Aims: a) To identify predictive factors of severe hyperbilirubinemia (requiring phototherapy) in the first week of life; b) to determine the serum unconjugated bilirubin (UB) level cutoff at 24-36 hours that better predicts severe hyperbilirubinemia.
Method: After parental consent was obtained, lab tests were measured at 24-36 hours, 3rd, 4-5th, 6-7th days of life. Predictive capacity of the serum UB level was assessed through the ROC curve analysis and estimation of the sensitivity, specificity and positive and negative predictive values of different serum UB level cut-offs.

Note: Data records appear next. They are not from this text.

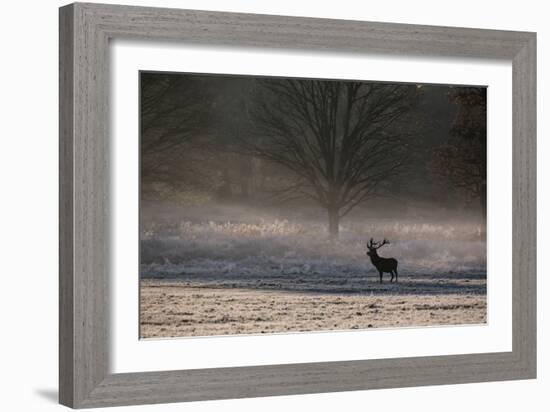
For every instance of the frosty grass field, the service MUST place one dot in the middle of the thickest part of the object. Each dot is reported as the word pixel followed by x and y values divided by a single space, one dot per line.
pixel 248 273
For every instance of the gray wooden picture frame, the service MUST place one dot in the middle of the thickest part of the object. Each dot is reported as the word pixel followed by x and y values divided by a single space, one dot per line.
pixel 85 31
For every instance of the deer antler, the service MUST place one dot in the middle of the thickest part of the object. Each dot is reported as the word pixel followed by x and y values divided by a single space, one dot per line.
pixel 377 245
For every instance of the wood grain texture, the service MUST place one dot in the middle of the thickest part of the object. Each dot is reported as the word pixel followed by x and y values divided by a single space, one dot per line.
pixel 85 31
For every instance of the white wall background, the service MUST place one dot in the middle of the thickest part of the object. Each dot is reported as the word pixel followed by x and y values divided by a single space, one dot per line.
pixel 28 172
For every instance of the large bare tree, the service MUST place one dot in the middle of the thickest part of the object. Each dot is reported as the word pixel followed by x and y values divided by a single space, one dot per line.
pixel 341 140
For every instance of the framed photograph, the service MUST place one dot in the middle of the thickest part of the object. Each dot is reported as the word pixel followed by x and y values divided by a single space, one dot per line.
pixel 256 205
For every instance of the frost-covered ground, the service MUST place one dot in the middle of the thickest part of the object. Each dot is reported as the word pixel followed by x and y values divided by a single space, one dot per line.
pixel 250 272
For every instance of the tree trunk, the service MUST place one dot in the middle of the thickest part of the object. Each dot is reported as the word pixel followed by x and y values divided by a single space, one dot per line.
pixel 483 201
pixel 333 223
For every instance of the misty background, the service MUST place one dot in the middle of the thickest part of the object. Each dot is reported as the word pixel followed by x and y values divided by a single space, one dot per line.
pixel 279 183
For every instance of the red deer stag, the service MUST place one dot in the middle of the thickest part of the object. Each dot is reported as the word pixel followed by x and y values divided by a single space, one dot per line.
pixel 383 265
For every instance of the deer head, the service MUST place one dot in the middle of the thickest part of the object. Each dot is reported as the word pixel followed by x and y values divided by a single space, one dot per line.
pixel 373 246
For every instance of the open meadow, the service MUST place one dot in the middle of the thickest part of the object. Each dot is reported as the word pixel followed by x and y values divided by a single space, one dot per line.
pixel 250 273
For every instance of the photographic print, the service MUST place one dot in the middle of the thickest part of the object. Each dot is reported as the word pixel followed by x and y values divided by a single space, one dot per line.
pixel 283 205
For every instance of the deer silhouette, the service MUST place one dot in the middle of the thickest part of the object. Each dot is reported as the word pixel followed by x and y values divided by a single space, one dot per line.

Results: ABO incompatibility was identified in 172 (13.6%) of 1.263 healthy term newborns; 126 babies were included, 28 of them (22%) developed severe hyperbilirubinemia; 46 were excluded (33 did not grant consent, 11 were lost to follow up and 2 received NICU's care). These last had higher UB level at 24-36 hours than those that did not develop the condition during the first week of life. A serum UB value of 8.75 mg% at 24-36 hours showed the best performance: sensitivity 78%, specificity 83%, positive predicted value 45% and negative 95%.
Conclusions: Serum UB at 24-36 hours of life might contribute to identify those term newborns with ABO incompatibility that have the highest risk of developing severe jaundice.